4. On the bright side, the report compiles some excellent arguments in favor of the free flow of information
“It is also apparent that the arguments often used to justify leaks that are at odds with the Trump administration–that leakers are bringing to light potential illegality, unwise policies, or concerns about the President’s temperament–have no legal basis. According to the non-partisan Congressional Research Service (CRS), no accused leaker “has ever been acquitted based on a finding that the public interest in the released information was so great that it justified an otherwise unlawful disclosure.”

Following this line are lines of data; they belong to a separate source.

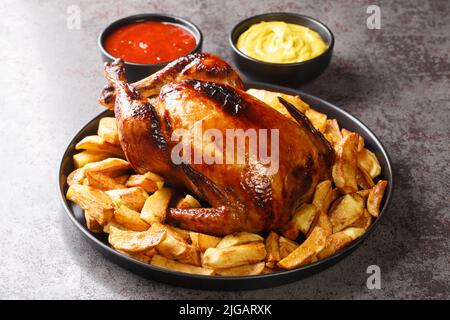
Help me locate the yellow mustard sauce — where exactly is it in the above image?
[236,21,328,63]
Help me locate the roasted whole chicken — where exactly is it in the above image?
[100,54,334,235]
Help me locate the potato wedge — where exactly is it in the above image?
[323,119,343,150]
[114,205,150,231]
[367,180,388,218]
[114,174,130,185]
[150,222,201,266]
[312,180,333,213]
[214,262,265,276]
[67,158,130,186]
[357,189,370,201]
[97,117,120,145]
[176,194,201,209]
[73,150,112,169]
[66,184,114,226]
[350,209,373,230]
[216,232,264,249]
[75,136,125,158]
[292,203,319,235]
[84,210,103,233]
[317,231,352,260]
[341,128,364,152]
[277,227,327,270]
[126,171,164,193]
[247,89,309,118]
[342,227,366,241]
[357,148,381,179]
[332,133,358,193]
[150,254,214,276]
[356,168,374,189]
[278,237,298,259]
[265,231,281,264]
[141,188,173,224]
[105,187,148,211]
[189,232,222,252]
[329,193,364,233]
[117,249,156,263]
[83,171,125,191]
[305,108,327,133]
[202,241,266,269]
[281,220,300,240]
[108,227,167,252]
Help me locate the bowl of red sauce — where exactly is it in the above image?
[98,13,203,82]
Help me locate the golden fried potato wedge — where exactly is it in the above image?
[356,168,374,189]
[176,194,201,209]
[367,180,388,218]
[357,189,370,201]
[306,211,333,237]
[323,119,343,150]
[151,254,214,276]
[202,241,266,269]
[350,209,373,230]
[141,188,173,224]
[75,136,125,158]
[305,109,327,133]
[216,232,264,249]
[103,216,127,233]
[277,227,327,270]
[341,128,364,152]
[66,184,114,226]
[281,220,300,240]
[114,205,150,231]
[105,187,148,211]
[312,180,333,213]
[317,231,352,260]
[247,89,309,118]
[332,133,358,193]
[329,193,364,233]
[83,171,125,191]
[114,174,130,185]
[126,171,164,193]
[73,150,112,169]
[117,249,156,263]
[150,222,201,266]
[214,262,265,276]
[357,148,381,179]
[292,203,319,235]
[84,210,103,233]
[265,231,281,264]
[341,227,366,241]
[108,227,167,252]
[97,117,120,145]
[278,237,298,260]
[189,232,222,252]
[67,158,130,186]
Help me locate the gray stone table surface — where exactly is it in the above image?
[0,0,450,299]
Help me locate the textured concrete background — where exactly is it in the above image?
[0,0,450,300]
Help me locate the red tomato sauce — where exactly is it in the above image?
[105,21,197,64]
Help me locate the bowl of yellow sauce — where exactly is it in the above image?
[229,12,334,85]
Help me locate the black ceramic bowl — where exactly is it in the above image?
[58,82,394,290]
[98,13,203,82]
[229,12,334,85]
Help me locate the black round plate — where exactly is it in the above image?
[59,82,394,290]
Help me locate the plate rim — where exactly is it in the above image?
[58,81,394,290]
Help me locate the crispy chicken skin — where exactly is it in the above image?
[99,52,244,110]
[105,60,333,235]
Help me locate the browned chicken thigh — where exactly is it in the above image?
[99,52,244,110]
[105,60,333,235]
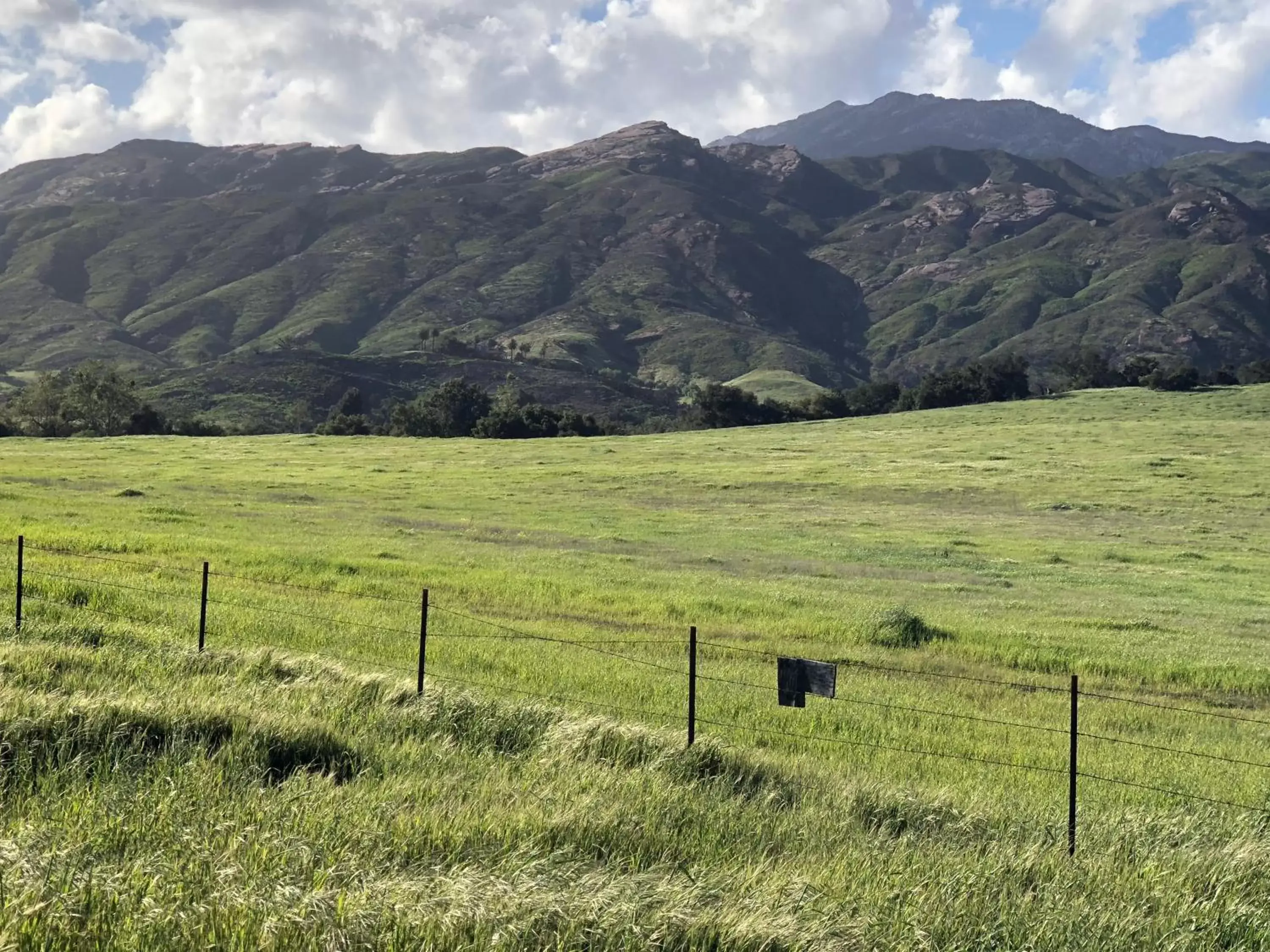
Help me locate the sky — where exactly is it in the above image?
[0,0,1270,169]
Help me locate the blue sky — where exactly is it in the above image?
[0,0,1270,168]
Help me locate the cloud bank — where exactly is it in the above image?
[0,0,1270,168]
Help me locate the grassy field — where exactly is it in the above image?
[0,387,1270,949]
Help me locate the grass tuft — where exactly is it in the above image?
[869,607,952,647]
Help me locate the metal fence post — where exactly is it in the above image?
[13,536,27,632]
[1067,674,1081,856]
[198,562,210,654]
[415,589,428,694]
[688,625,697,746]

Most leakers are prosecuted under the Espionage Act, a WWI-era law that was meant to prosecute spies and saboteurs, and that the courts have interpreted to exclude a public interest defense. Prosecutors don’t need to prove that information has the potential to harm national security, and courts have said that alleged leakers can’t talk about intent. In the espionage case against NSA whistleblower Thomas Drake, which was eventually dismissed, the government filed motions to exclude the words “whistleblowing” and “overclassification” from trial. Edward Snowden has said that he would face trial in the U.S. if he could present a public interest defense, something that many other countries around the world allow, according to the Open Society Foundation.
The Espionage Act turned 100 last year and it is overdue for scrutiny.
The report also inadvertently reveals the importance of leaks, according to Trevor Timm, the executive director of Freedom of the Press Foundation.
“The report is certainly convincing that there have been more leaks reported on by investigative journalists during the start of the Trump administration than at the start of the two previous administrations, but in the vast majority of cases, this is a good thing. The stories cited in the article reveal public officials lying to the public, alleged collusion with a foreign power over our elections, financial corruption, potential obstruction of justice by the president, information about NSA hacking tools wreaking havoc on public institutions, and even a handful of stories on the president *himself* giving highly classified information to foreign powers–which the report blames on the journalists for reporting after the fact. All of this information is vital to the public interest, yet the report treats all of these facts as ‘damaging’ to national security,” Timm told CPJ.
The final line of the report rails against leaks, saying, “History will judge the consequences of these actions.”
On that front, at least, there is agreement.